I'm amused though that, given the knowledge that most modern Christians are gentile converts, to deny that many of the rituals, celebrations, and iconography identified as Christian are borrowed from their previous belief systems is folly.
"I'm amused though that, given the knowledge that most modern Christians are gentile converts, to deny that many of the rituals, celebrations, and iconography identified as Christian are borrowed from their previous belief systems is folly." Ah, but you forget what is the silent elephant standing in this whole thread, that the gentile understanding of Jesus was mediated by Jews, who were the first christians. In addition, A study of the NT turns up the phenomenon of the "god-fearing gentiles," those who had abandoned paganism, recognizing that the Jews were on to something good. Yet, as non-Jews, their position in the synagogue was precarious. It is among these folk that Paul (and others) found very fertile ground for the message of the Gospel.

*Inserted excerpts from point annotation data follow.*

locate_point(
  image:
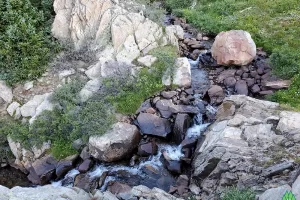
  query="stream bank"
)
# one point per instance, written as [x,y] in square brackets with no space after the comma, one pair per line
[173,125]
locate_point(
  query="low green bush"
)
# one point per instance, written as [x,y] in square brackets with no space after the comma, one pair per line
[234,193]
[25,41]
[66,123]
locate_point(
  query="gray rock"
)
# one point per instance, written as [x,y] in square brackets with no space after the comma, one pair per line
[116,144]
[241,87]
[275,193]
[226,74]
[118,187]
[289,122]
[168,94]
[296,188]
[182,123]
[88,184]
[153,125]
[229,81]
[42,170]
[5,92]
[216,94]
[147,149]
[65,165]
[85,166]
[277,169]
[164,108]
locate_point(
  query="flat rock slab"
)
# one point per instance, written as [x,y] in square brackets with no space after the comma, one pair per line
[116,144]
[153,125]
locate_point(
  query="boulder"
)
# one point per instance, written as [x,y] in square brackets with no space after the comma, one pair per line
[116,144]
[226,74]
[153,125]
[181,74]
[230,82]
[238,144]
[234,47]
[275,193]
[216,94]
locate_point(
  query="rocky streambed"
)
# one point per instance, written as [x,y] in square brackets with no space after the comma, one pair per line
[193,141]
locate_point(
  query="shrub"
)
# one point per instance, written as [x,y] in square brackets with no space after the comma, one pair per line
[67,95]
[25,43]
[236,194]
[128,94]
[66,123]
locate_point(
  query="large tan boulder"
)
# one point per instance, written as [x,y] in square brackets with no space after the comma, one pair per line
[116,144]
[234,47]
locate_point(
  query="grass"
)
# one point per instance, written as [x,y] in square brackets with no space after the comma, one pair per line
[274,25]
[290,97]
[234,193]
[70,121]
[148,82]
[73,119]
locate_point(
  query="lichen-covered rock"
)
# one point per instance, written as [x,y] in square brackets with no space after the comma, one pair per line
[180,75]
[116,144]
[234,47]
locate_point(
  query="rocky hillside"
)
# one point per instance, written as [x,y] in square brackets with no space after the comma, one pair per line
[132,108]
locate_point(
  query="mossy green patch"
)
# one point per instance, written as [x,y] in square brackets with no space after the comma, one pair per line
[148,82]
[233,193]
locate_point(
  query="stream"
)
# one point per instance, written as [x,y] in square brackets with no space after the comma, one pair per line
[151,171]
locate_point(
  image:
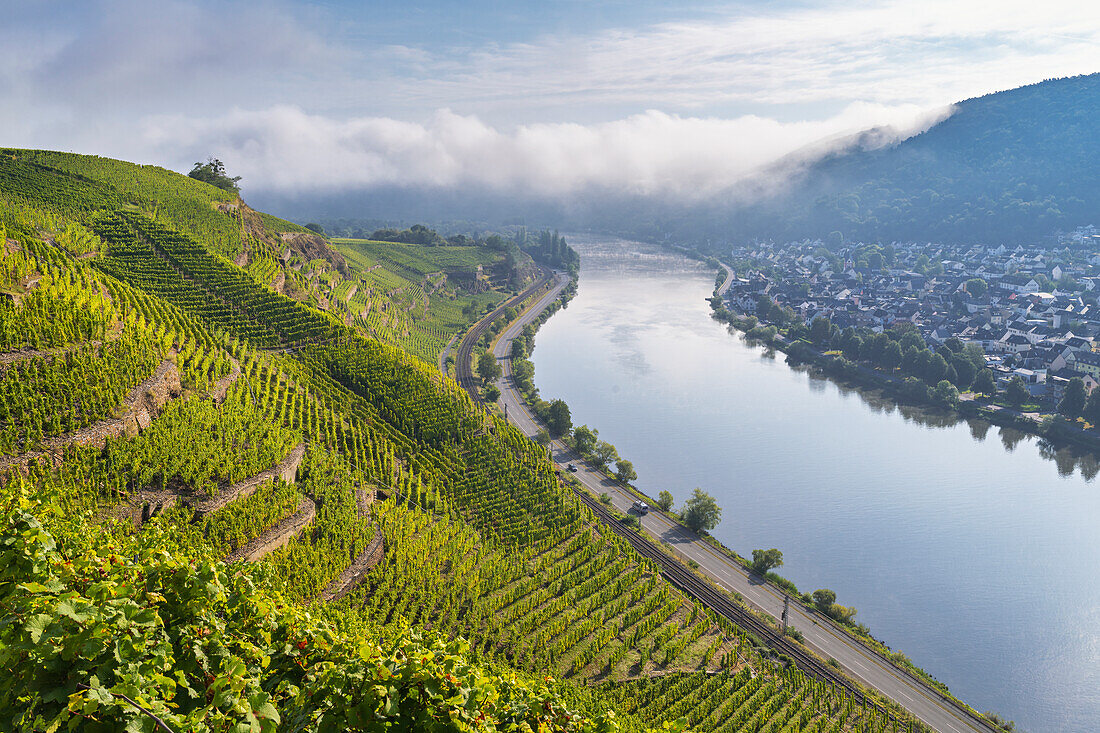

So "the church" was founded on a group of Jews, upon this foundation was laid the largely "judaized" gentiles and synagogue wannabees. These are the people who shaped the intellectual constrcts of early christianity, not some baccanalian band of bull-worshippers.
It's interesting to note that Paul, the self-described "Apostle to the Gentiles," spent most of his time hanging around in the synagogues of the diaspora. Why because that's where he found gentiles that were already pre-disposed to Jewish ways of thinking.